Lauren Goode

Recent Posts by Lauren Goode

Samsung to Roll Out Cloud-Based Game Service on Smart TVs This Fall

At the E3 video game conference this year, some gamers and attendees were hoping for more hardware updates.

Others have said: Consoles are on their way out and the cloud is where it’s at.

Samsung, for one, is planning on rolling out a cloud-based gaming service on its LED 7000 series TVs through a partnership with Gaikai, an interactive network that delivers PC-based games through the Web, and chip maker Nvidia.

The app, called Samsung Cloud Gaming, will be accessible through Samsung’s Smart Hub, its media center on Smart TVs. Samsung expects the service to stream “console-quality hit games” — sans consoles — to 40 million TVs in the next 12 months.

The service is entering beta testing this summer and will launch this fall.

The games offered will be a mix of family-friendly and hardcore games, including Bulletstorm and World of Warcraft.

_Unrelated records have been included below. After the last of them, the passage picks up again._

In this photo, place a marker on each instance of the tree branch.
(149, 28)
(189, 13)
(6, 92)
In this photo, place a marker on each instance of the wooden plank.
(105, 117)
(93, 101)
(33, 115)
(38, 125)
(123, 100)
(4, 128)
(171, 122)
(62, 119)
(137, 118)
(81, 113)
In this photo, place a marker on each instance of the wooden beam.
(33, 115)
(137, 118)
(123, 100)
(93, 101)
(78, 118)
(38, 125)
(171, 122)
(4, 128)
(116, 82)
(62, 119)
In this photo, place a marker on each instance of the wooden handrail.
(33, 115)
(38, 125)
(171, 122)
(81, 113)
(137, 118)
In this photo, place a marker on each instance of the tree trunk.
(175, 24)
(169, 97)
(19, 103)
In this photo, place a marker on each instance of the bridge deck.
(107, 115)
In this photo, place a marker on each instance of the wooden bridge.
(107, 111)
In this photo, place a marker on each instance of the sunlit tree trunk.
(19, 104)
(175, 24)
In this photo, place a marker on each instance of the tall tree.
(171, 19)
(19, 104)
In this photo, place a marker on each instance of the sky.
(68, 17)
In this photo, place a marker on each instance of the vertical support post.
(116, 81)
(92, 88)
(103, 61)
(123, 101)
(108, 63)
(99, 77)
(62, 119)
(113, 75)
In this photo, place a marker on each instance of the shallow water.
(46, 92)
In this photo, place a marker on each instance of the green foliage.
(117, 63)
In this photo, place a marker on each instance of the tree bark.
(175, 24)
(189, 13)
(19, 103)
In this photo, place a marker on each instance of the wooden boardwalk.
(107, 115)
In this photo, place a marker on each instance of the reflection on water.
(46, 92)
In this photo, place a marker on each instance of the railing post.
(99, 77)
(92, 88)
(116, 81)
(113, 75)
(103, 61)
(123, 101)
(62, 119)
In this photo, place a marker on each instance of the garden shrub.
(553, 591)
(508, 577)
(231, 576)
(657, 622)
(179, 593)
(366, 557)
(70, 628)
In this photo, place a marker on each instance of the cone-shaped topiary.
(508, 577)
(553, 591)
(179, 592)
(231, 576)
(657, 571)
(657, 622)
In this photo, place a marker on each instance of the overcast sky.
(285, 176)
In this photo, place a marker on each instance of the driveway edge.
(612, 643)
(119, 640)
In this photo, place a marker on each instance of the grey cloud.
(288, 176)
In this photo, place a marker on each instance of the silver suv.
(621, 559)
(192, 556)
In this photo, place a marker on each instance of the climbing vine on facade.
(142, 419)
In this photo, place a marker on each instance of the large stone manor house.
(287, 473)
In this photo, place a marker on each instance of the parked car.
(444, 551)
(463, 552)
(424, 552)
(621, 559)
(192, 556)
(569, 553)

In terms of hardware, Samsung Cloud Gaming will work with a variety of both wired and wireless controllers.

“Consoles are a six-year cycle, while our processors double their speed every two years,” says Keita Iida, director of global content management at Nvidia, which makes the chip powering Samsung’s cloud-based service. “Will some hardcore gamers still go to consoles? Sure, but we think you’ll be able to get the same thing on connected screens and mobile devices.”

But, to that point, as more hardcore games migrate to the cloud, gamers used to the processing power of a console may find themselves waiting for technology to catch up to content.

Cloud-based gaming services won’t work on just any device to start. Only new high-end 7000 Series TVs will support Samsung’s service because of the dual-core processors needed to stream the games.

When asked about whether the future holds a console-free gaming world, Marc Whitten, corporate vice president of Microsoft Xbox Live, said in an interview with AllThingsD that the functions the Kinect performs require too much processing power to see it happening in the cloud. “I don’t think we’re going to be sending a frame-by-frame map of our living rooms out of the house and into the cloud.”